Another important event that shaped my personality happened when I was 5-years-old and in Kindergarten. It must have been late winter or early spring of 1954 when I got an illness (measles, chicken pox, or influenza) that developed into pneumonia--very serious pneumonia. I remember going deaf at one point, and having severe vertigo where the room spun around. I had a terrible fever and remember Mom running frantically into the kitchen and putting me under the cold water to cool down the fever. As she turned on the water, spiders and snakes came out of the tap and I screamed. Then she rushed me to the bathroom tub, and did the same thing. Again, spiders and snakes came out of the faucet. The fever must have been very high to trigger hallucinations like that.

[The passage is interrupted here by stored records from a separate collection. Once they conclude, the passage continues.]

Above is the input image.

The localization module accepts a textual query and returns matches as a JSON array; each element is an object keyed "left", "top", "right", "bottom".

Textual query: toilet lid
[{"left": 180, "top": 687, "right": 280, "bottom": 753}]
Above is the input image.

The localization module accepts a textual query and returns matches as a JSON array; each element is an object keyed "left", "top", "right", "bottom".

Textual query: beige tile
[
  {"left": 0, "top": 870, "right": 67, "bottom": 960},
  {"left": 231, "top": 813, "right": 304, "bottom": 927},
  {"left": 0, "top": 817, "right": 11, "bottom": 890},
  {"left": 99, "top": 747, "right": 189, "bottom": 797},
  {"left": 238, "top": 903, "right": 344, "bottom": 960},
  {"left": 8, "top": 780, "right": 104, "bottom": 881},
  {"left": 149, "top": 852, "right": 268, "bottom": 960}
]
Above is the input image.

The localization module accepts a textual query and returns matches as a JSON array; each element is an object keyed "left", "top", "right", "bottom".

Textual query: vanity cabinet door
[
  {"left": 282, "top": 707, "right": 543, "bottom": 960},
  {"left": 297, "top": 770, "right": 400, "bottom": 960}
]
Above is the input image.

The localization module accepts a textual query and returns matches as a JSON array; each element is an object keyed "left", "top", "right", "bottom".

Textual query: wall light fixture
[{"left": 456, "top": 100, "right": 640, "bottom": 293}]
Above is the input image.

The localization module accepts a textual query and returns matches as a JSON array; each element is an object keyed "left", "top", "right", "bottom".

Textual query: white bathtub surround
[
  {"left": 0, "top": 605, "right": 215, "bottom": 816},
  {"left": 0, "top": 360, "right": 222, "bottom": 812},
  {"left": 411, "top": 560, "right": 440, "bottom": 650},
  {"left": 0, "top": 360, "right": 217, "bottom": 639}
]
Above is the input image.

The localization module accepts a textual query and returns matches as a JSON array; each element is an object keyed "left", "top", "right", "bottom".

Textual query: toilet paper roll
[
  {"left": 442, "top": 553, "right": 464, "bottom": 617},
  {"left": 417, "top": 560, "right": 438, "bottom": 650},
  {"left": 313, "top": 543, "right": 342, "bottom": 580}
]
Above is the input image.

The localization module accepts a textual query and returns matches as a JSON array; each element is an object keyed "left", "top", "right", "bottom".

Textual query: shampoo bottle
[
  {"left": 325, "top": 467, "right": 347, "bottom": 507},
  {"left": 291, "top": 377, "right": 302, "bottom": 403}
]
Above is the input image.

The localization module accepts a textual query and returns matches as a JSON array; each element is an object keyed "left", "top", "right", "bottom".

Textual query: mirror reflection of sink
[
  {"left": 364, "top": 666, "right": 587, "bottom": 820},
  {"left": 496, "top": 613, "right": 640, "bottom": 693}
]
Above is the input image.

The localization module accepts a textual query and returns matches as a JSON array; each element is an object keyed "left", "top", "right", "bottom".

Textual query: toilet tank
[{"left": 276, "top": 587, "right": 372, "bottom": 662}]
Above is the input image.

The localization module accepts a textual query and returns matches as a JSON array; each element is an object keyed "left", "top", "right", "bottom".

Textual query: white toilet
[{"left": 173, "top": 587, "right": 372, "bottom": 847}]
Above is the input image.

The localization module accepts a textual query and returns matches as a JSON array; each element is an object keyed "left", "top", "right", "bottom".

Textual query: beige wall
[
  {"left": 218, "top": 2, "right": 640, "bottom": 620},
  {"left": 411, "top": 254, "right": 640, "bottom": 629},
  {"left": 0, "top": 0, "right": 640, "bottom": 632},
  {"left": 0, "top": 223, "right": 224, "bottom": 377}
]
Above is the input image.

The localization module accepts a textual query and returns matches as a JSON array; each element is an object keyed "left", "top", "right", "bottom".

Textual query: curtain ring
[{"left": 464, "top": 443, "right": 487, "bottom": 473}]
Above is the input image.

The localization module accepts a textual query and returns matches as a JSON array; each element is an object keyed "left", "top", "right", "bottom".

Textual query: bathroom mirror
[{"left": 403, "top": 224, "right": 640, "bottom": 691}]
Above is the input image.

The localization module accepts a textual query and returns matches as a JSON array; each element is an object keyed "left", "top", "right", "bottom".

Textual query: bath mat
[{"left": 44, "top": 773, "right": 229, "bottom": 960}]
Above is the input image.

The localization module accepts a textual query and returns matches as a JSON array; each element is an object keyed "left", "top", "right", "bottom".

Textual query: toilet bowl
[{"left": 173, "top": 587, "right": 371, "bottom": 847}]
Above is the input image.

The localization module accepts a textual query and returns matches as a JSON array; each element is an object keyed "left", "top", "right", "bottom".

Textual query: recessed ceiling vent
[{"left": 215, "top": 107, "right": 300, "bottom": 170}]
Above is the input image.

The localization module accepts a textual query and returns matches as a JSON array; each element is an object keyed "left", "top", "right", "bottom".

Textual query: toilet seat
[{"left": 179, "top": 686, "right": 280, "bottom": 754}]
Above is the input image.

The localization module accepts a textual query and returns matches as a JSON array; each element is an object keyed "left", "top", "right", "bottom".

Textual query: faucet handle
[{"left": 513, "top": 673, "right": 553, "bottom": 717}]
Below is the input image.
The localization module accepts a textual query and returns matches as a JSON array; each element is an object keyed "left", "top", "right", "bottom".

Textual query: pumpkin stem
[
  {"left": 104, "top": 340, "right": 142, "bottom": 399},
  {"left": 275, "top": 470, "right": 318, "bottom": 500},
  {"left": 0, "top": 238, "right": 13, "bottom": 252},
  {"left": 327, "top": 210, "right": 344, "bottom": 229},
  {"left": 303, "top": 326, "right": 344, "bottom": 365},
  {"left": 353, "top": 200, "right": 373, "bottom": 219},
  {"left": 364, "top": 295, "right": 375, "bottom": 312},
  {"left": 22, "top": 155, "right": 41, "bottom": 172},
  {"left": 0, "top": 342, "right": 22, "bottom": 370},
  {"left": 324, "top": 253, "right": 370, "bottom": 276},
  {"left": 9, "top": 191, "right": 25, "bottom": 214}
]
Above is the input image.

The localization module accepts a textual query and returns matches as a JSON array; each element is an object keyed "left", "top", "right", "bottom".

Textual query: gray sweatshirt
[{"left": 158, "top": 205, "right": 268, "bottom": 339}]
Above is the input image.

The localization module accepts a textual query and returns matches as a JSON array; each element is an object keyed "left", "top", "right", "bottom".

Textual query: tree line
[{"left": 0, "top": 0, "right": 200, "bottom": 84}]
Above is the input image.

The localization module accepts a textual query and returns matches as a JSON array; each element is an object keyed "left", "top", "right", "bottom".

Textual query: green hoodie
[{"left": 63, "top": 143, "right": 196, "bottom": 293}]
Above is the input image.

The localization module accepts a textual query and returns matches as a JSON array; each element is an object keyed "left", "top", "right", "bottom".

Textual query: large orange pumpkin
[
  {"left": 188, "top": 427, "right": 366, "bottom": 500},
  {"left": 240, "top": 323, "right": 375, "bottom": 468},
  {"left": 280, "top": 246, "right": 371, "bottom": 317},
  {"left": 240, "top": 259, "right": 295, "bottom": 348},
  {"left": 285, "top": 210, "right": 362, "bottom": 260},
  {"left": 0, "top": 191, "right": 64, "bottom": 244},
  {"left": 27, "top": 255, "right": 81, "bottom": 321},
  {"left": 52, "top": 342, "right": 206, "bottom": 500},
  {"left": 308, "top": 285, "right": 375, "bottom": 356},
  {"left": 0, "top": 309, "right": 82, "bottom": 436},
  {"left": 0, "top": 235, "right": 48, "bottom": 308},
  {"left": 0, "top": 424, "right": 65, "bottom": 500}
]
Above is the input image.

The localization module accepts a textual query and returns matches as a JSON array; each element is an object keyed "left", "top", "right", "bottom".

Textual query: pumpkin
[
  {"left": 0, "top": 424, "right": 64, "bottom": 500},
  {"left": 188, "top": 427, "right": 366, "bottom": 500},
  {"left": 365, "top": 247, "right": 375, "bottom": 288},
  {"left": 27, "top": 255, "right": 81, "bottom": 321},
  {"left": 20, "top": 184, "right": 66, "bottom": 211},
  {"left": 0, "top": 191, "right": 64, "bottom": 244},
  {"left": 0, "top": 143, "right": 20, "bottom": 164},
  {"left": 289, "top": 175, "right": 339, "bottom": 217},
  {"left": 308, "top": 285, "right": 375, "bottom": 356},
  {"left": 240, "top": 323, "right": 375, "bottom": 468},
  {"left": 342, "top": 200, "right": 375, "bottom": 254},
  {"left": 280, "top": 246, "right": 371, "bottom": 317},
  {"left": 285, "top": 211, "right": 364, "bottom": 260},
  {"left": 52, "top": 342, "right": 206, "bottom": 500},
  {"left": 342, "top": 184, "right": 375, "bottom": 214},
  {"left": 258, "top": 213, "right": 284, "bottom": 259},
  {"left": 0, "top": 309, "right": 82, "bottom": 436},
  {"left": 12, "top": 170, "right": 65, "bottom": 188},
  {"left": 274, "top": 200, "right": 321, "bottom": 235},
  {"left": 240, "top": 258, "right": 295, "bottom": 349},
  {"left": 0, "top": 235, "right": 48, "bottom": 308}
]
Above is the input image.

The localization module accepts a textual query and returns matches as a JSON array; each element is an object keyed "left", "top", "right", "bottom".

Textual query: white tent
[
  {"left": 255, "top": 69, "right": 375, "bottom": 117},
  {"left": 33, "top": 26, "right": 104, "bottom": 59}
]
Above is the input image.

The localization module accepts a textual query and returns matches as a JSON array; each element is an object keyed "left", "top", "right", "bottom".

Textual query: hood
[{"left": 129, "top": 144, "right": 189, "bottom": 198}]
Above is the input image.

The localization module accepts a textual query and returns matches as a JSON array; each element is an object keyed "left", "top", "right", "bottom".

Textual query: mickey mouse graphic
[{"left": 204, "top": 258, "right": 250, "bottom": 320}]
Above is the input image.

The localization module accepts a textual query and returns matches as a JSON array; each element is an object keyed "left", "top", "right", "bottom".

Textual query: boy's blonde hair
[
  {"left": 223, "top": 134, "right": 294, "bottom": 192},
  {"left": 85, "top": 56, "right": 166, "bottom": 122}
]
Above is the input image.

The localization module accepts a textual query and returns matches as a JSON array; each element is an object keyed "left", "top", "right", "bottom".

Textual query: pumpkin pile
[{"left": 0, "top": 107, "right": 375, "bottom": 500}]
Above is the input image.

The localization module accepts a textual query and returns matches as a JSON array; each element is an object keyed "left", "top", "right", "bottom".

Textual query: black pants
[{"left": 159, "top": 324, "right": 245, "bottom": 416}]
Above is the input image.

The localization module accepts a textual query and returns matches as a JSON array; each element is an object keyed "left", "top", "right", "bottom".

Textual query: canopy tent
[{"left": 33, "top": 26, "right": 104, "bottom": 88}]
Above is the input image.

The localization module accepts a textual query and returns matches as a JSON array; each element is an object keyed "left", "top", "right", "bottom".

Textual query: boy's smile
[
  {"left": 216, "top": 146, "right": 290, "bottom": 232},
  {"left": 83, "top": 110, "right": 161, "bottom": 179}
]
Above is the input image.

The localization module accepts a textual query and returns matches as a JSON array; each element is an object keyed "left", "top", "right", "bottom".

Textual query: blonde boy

A doctor came to our house--this must have been the end of the era of home doctor visits. He prescribed a sulfa drug to treat my pneumonia, but it backfired, causing some sort of damage to my kidneys, as I ended up urinating blood. During this sickness I was stationed in my Mom and Dad's bed. I was totally (and temporarily, it turned out) deaf, had trouble breathing, and constantly coughed up thick mucus. I spent my day's between sleeping, looking at children's books (I couldn't read yet), and playing games with myself ("pick-up sticks" was a favorite). Something changed in me during that month-long sickness, something shaped my life-to-come. I was more interior, more reliant on my self and my imagination. I suffered through tremendous loneliness and isolation, and had survived. One day in early spring I saw my friends Brian Cox, Allen Lane, and Chucky Lintern playing in the yard. I was so sick that I couldn't go out and play with them. I felt a profound loneliness and even a sense of being deprived of life and vitality. I was determined that that would change. And it did.